Cioran : sagesse et… folie

Parce qu’ils ne trouvaient pas le sommeil, deux amis, Paul Celan et Emil Cioran, marchaient dans Paris, après minuit. Ils se sentaient plus proches d’être victimes du même mal : ne pas connaître l’apaisement de dormir.

 

« L’insomnie est une lucidité vertigineuse… Tout est préférable à cet éveil permanent, à cette absence criminelle de l’oubli. » notait Cioran dans ses Cahiers.
Ils marchaient, tourmentés, faisant plusieurs fois le tour du Luxembourg, dans les années 60 pour un peu de calme.

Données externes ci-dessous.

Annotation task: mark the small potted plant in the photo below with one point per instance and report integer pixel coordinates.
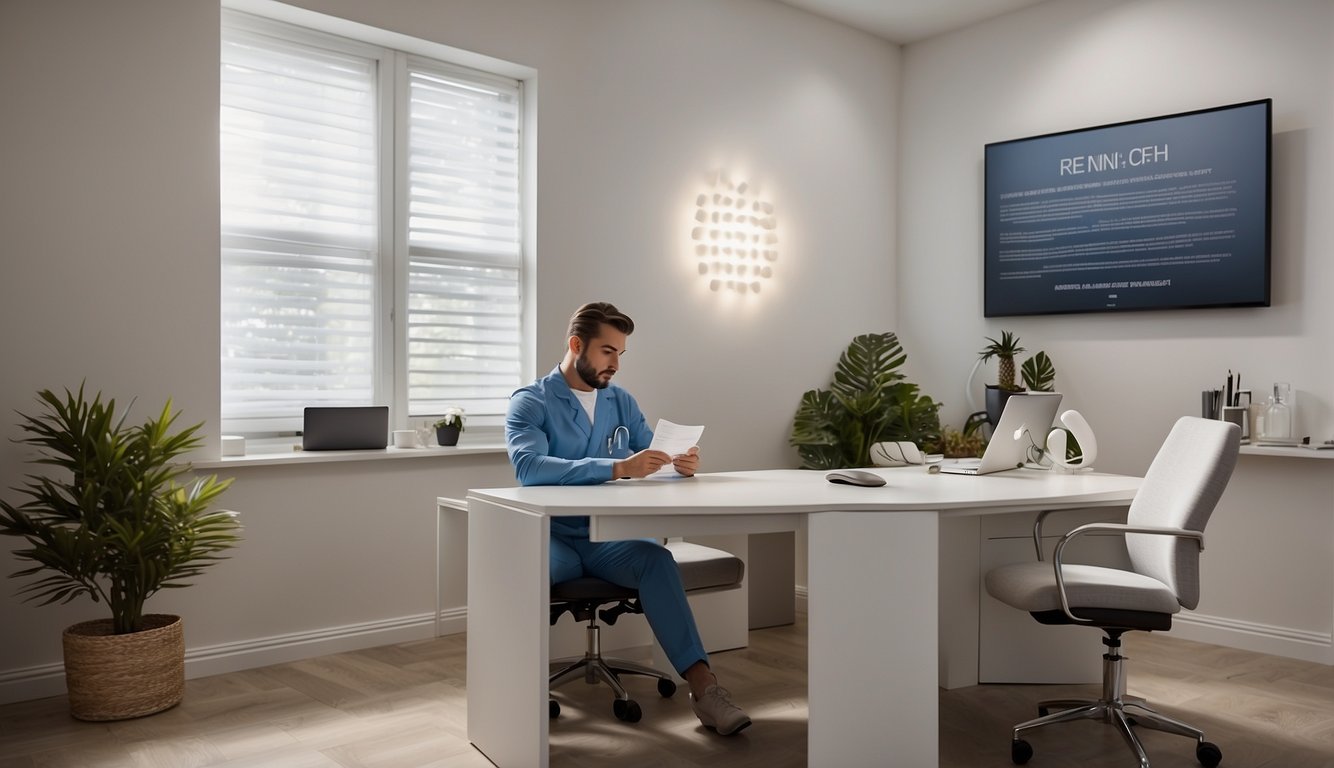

 « – Je suis comme ce fou qui à toutes les questions que lui posaient les psychiatres répondait :
– Je veux avoir la paix. »
Cioran s’était essayé aux sagesses de jadis et naguère, se savait « incapable d’être un véritable Bouddha, un complet sceptique, ou un nihiliste sans retour » tel Pyrrhon épris d’ataraxie : ce philosophe grec cherchait à n’être que le moyeu autour duquel tourne la roue, après avoir voyagé en Inde, au temps d’Alexandre le Grand.

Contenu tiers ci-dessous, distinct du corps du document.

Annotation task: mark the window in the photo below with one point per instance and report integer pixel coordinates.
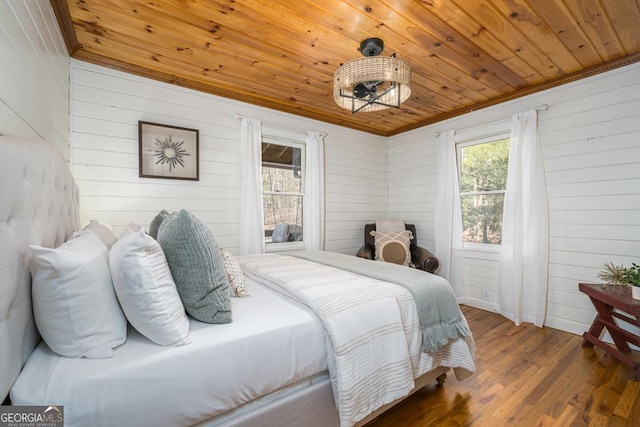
(282, 191)
(483, 177)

Cioran voulut alors faire écrire sur sa porte « Fou dangereux », pour défendre sa solitude.
 Donc les deux amis marchaient, marchaient, égayés un instant par l’humour de Cioran.
– « Tous les êtres sont malheureux, mais combien le savent ? »

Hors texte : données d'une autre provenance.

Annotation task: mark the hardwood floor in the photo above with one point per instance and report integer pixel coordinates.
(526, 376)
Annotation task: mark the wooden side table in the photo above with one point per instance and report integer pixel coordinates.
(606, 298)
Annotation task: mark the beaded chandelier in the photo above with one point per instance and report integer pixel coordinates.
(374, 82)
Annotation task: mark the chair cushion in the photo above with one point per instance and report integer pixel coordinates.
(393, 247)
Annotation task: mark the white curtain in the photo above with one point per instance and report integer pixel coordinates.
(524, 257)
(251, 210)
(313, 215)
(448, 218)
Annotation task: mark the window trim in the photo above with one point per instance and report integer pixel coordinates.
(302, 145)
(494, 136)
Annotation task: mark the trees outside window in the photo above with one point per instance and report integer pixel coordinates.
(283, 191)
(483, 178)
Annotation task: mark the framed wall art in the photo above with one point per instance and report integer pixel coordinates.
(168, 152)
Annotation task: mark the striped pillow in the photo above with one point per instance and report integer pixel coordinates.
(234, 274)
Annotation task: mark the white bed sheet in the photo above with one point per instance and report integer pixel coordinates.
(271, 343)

Paul Celan, dans son exigence, avait traduit en allemand le traité de son ami, « Précis de décomposition »,  à la première personne.
D’abord, « le fait que j’existe prouve que le monde n’a pas de sens. »
Ensuite, « il n’est pas de consolation ici-bas, car tout nous blesse, et rien ne nous fait mourir. »
 Ils souriaient souvent, par ironie
– « Heureusement que Job n’explique pas trop ses cris. »
Seule joie immense pour eux sur cette terre, « la lumière de l’aube, la vraie lumière, la lumière primordiale. »
Ils l’attendaient, comme on attend la délivrance, en marchant, en écrivant.
– Alors, dit Cioran, « je bénis mes mauvaises nuits qui m’offrent l’occasion d’assister au spectacle du Commencement. »
Par Françoise Kerisel  Cf. Cahiers, de Cioran. Éditions Gallimard / 999 pages
Image Palatium Luxemburgi ex parte Viridarii : [estampe]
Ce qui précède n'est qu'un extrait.